The legislation of consumption vouchers
The Consumption Voucher has been introduced by the Belgian government to stimulate the economy and boost employees’ purchasing power. It supports the recovery of the sectors that have been hit the hardest by the COVID-19 pandemic. The granting of Consumption Vouchers is regulated by several legal provisions. See the various conditions of its legislation below.
What rules should be followed?
In order to be considered as a social benefit and not as remuneration, Consumption Vouchers must simultaneously meet 8 conditions:
- Not be granted to replace or convert remuneration, bonuses, benefits in kind, or any other advantage or addition to the above, whether subject to social security contributions or not
- Granted on the basis of a collective labour agreement or individual agreement
- Maximum €300 per year
- No cash exchange
- Issued in the name of the employee
- Issued before 31 December 2020
- Valid until 31 December 2021
- Spent only in the hotel, restaurant and café, sport and culture sectors as well as small shops which had to shut for at least a month
Consumption Vouchers: obligatory or not?
The granting of Consumption Vouchers is based on a decision by the employer. It must be provided for in a collective or individual labour agreement. There is therefore no obligation to grant them.

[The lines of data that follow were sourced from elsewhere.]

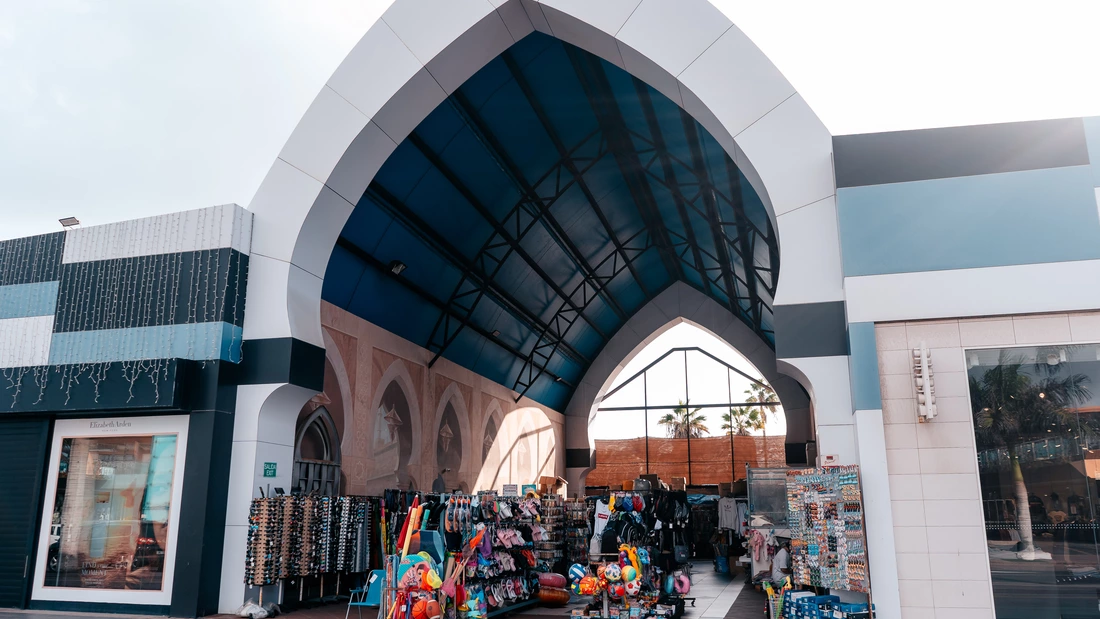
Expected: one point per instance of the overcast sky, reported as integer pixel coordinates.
(117, 109)
(710, 383)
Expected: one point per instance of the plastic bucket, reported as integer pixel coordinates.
(722, 564)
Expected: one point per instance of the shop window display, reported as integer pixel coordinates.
(1036, 418)
(111, 512)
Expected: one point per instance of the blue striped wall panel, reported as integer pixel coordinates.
(864, 367)
(196, 341)
(976, 221)
(24, 300)
(1092, 139)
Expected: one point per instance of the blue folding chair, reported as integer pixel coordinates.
(369, 595)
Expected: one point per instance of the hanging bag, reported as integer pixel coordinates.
(681, 552)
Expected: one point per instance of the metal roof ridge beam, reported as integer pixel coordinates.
(498, 228)
(750, 277)
(503, 298)
(625, 156)
(545, 120)
(655, 130)
(375, 263)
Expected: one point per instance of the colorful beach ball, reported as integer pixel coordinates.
(576, 572)
(613, 572)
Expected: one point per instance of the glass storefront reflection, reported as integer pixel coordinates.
(110, 514)
(1036, 417)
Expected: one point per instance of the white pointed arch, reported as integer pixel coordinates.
(399, 373)
(688, 50)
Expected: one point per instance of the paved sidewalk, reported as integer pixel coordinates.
(715, 595)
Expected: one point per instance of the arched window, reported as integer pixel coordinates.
(317, 454)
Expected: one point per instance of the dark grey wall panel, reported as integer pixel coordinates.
(578, 459)
(24, 444)
(31, 260)
(899, 156)
(281, 360)
(188, 287)
(811, 330)
(70, 388)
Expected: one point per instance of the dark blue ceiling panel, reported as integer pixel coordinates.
(537, 209)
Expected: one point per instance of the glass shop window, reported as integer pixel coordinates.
(110, 512)
(1036, 419)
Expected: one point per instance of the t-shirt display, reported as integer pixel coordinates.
(780, 562)
(727, 514)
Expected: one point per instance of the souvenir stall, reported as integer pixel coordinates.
(642, 564)
(494, 556)
(827, 548)
(767, 519)
(578, 532)
(323, 540)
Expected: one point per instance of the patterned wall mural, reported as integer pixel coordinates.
(404, 423)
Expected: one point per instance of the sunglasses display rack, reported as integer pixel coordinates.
(308, 535)
(578, 531)
(352, 534)
(263, 563)
(307, 560)
(828, 545)
(326, 515)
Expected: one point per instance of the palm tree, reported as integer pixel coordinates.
(682, 423)
(1012, 408)
(763, 395)
(741, 421)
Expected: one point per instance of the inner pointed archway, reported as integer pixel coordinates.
(537, 209)
(686, 406)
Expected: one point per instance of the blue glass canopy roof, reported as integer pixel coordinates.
(551, 197)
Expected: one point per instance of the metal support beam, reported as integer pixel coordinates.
(670, 178)
(712, 213)
(378, 265)
(539, 110)
(744, 238)
(602, 99)
(472, 272)
(499, 229)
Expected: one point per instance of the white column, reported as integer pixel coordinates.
(878, 512)
(263, 432)
(826, 380)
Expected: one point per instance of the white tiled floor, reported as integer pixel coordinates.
(714, 593)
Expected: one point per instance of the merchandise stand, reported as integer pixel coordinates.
(828, 540)
(641, 568)
(470, 556)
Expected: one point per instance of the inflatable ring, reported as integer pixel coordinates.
(682, 584)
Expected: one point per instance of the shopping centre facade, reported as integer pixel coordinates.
(378, 265)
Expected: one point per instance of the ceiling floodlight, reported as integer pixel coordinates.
(923, 380)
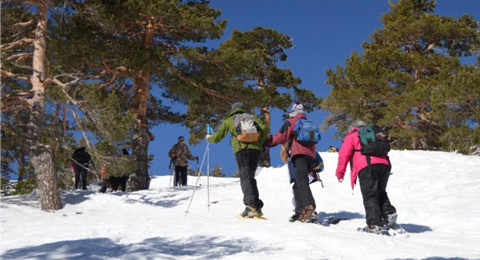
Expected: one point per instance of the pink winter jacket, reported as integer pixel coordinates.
(357, 160)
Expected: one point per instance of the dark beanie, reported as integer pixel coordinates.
(237, 105)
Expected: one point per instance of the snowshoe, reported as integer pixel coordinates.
(306, 215)
(374, 229)
(251, 212)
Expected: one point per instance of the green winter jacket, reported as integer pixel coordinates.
(228, 126)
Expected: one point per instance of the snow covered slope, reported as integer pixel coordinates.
(436, 194)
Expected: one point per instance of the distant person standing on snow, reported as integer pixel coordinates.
(180, 154)
(248, 134)
(302, 157)
(373, 179)
(81, 159)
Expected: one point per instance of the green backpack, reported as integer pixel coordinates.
(374, 140)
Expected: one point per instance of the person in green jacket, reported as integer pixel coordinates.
(247, 155)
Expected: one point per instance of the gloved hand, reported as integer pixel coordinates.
(268, 141)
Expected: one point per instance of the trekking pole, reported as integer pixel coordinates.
(208, 178)
(171, 174)
(210, 132)
(198, 178)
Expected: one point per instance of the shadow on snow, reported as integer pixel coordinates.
(199, 247)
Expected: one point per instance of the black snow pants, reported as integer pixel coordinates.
(80, 174)
(373, 184)
(247, 162)
(301, 188)
(180, 176)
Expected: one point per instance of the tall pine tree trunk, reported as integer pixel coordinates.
(41, 154)
(141, 135)
(265, 156)
(265, 116)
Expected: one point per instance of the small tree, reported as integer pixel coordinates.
(217, 171)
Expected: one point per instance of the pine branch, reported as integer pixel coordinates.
(17, 44)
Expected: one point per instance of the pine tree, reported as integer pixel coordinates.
(245, 66)
(25, 48)
(410, 79)
(140, 45)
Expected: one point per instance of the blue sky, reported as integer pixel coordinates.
(324, 34)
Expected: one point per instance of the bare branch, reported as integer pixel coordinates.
(15, 76)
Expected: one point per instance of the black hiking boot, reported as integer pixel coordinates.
(294, 217)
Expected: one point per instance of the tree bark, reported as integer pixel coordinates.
(141, 135)
(41, 154)
(265, 156)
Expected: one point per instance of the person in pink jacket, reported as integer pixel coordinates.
(373, 180)
(303, 157)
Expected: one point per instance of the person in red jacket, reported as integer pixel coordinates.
(302, 157)
(373, 180)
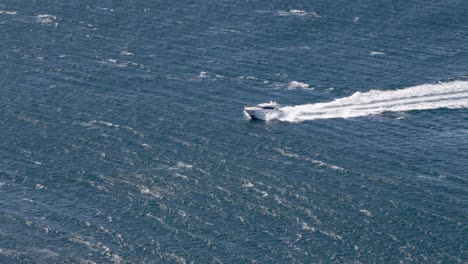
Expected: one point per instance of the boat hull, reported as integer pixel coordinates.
(263, 114)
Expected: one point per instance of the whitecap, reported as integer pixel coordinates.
(297, 12)
(450, 95)
(374, 53)
(46, 19)
(8, 12)
(126, 53)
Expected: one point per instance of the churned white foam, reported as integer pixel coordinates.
(46, 19)
(422, 97)
(297, 12)
(375, 53)
(8, 12)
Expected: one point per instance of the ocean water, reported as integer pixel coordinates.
(123, 138)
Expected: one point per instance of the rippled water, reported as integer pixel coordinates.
(122, 137)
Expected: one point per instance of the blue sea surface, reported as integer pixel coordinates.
(123, 138)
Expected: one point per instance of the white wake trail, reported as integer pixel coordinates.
(422, 97)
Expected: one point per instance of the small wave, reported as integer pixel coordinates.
(109, 124)
(375, 53)
(46, 19)
(12, 13)
(297, 12)
(313, 161)
(126, 53)
(422, 97)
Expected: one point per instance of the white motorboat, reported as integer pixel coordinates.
(264, 111)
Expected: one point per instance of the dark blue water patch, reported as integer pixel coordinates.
(123, 138)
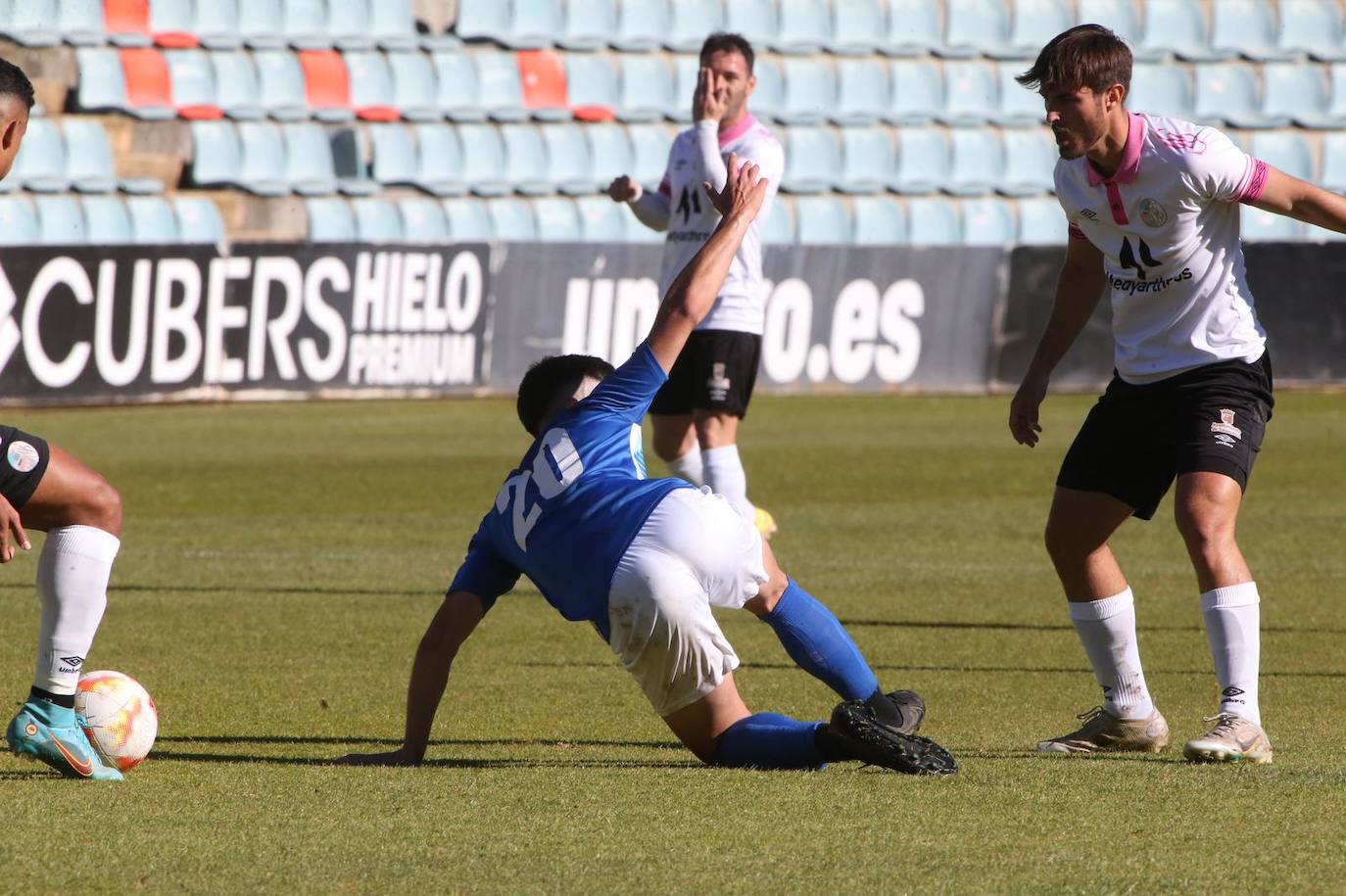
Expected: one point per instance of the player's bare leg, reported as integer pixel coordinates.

Can I grant myself Consumption Vouchers as a company director?
The current legislation does not allow independent company directors to allocate Consumption Vouchers to themselves.
Is the same sum granted to part-time and full-time employees?
The royal decree that governs the allocation of Consumption Vouchers does not provide specific rules for part-time employees. The employer therefore still has the choice to choose a pro rata system for work services or an identical amount for these different employee statuses.